Ve Yüce Allah’ın şu kavli:
“… Ölümün şiddetleri içinde, meleklerin de pençelerini uzatarak kendilerine: ‘Canlarınızı kurtarın… Bu gün hakaaret azâbıyle cezalandırılacaksınız’ dedikleri zaman, sen o zâlimleri bir görmelisin” (el-Enâm: 93). “el-Hûn horluk, zelîllikten ibarettir. “el-Hevn ” ise, rıfk ve kolaylık ma’nâsınadır.
Ve zikri ulu olan Allah’ın şu kavli: “… Biz onları iki kerre azaba uğratacağız. Sonra da daha büyük bir azaba döndürüleceklerdir”
Ve Yüce Allah’ın şu kavli: Fir’avn’ın kavmini ise kötü azâb kuşatıverdi: (Azâbdan biri de) o ateştir ki, onlar sabah akşam ona arzolunacaklar, kıyâmetin kopacağı gün de Fir’avn hanedanını azabın en çetinine sokun (denilecek)” Mü’min: 45-46).

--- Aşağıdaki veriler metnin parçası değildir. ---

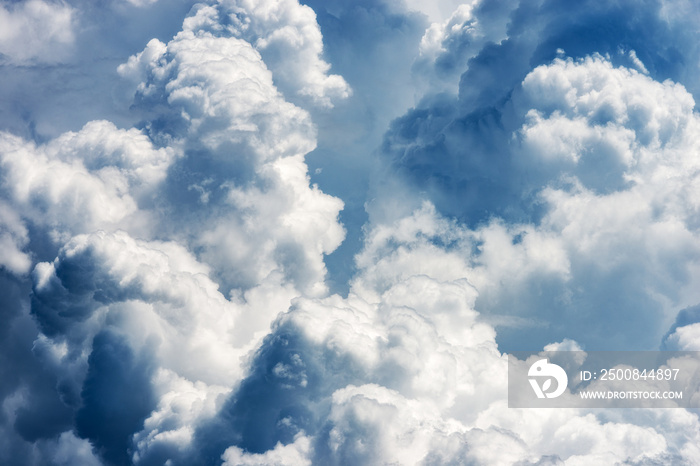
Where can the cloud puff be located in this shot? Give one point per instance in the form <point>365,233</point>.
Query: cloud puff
<point>95,178</point>
<point>535,162</point>
<point>229,116</point>
<point>166,285</point>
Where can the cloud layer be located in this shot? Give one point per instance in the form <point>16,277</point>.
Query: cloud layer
<point>517,175</point>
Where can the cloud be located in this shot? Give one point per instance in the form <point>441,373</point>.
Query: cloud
<point>36,31</point>
<point>165,268</point>
<point>225,109</point>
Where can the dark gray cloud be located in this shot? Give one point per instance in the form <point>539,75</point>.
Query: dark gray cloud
<point>173,178</point>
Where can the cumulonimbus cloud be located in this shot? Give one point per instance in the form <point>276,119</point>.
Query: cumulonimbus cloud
<point>166,285</point>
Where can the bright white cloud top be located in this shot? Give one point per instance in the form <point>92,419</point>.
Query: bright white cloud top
<point>270,232</point>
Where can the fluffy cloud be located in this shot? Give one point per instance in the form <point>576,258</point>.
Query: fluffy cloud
<point>228,114</point>
<point>79,182</point>
<point>166,293</point>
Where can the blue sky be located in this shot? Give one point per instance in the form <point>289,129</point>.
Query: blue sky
<point>273,232</point>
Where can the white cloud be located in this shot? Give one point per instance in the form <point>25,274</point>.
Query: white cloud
<point>83,181</point>
<point>35,31</point>
<point>13,239</point>
<point>270,224</point>
<point>293,454</point>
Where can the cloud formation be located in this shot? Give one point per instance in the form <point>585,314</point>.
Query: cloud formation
<point>164,271</point>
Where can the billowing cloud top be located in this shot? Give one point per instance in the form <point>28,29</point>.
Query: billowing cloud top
<point>265,232</point>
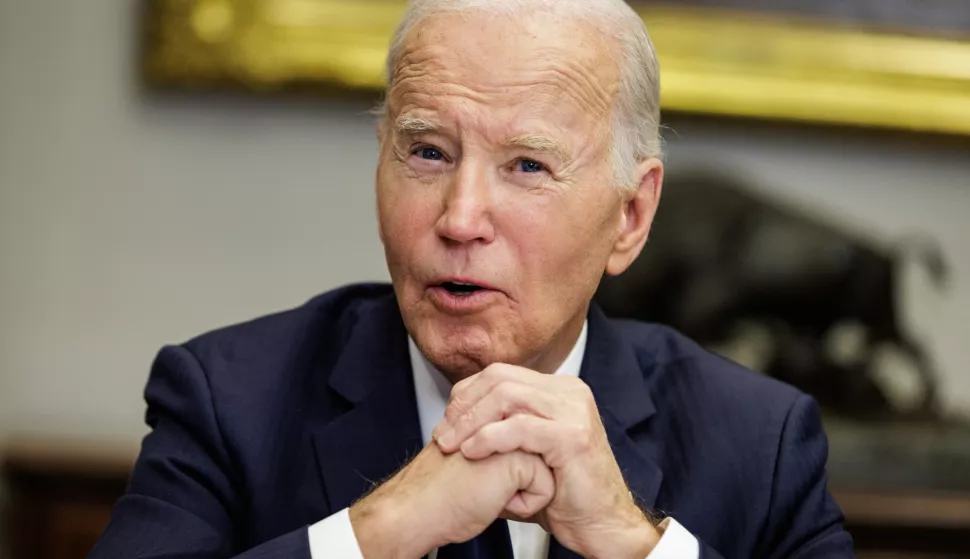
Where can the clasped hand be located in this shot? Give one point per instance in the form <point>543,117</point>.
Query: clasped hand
<point>514,444</point>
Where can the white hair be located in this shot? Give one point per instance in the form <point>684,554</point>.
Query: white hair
<point>636,109</point>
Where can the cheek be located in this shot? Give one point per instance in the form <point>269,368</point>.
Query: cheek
<point>406,213</point>
<point>561,245</point>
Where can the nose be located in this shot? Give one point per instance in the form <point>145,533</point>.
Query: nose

1384 el-Berâu’bnu Âzib (radıyallahü anh)’den tahdîs etti ki, Peygamber (sallallahü aleyhi ve sellem) şöyle buyurmuştur: “Mü ‘mine gelinip de mü’min kabri içinde oturtulduğu zaman, (suâllerden) sonra mü’min: Eşhedu en lâ ilahe illellah ve eşhedu enne Muhammeden Rasûlüllah (= Şehâdet ederim ki, Allah’tan başka hiçbir tanrı yoktur. Yine şehâdet ederim ki, Muhammed muhakkak Allah’ın Rasûlü’dür) diye şehâdet eder. İşte bu şehâdet, Allah’ın şu kavlidir: Allah îmân edenlere dünyâ hayâtında da, âhirette de o sabit sözde dâima sebat ihsan eder (Allah zâlimleri şaşırtır; Allah ne dilerse yapar)” (İbrâhîm:27).
Bize Şu’be bu geçen hadîsi tahdîs etti ve bunda şu ziyâde oldu: “Allah îmân edenleri o sabit sözde dâima sabit kılar.., ” (İbrâhîm: 27) âyeti, kabir azâbı hakkında indi.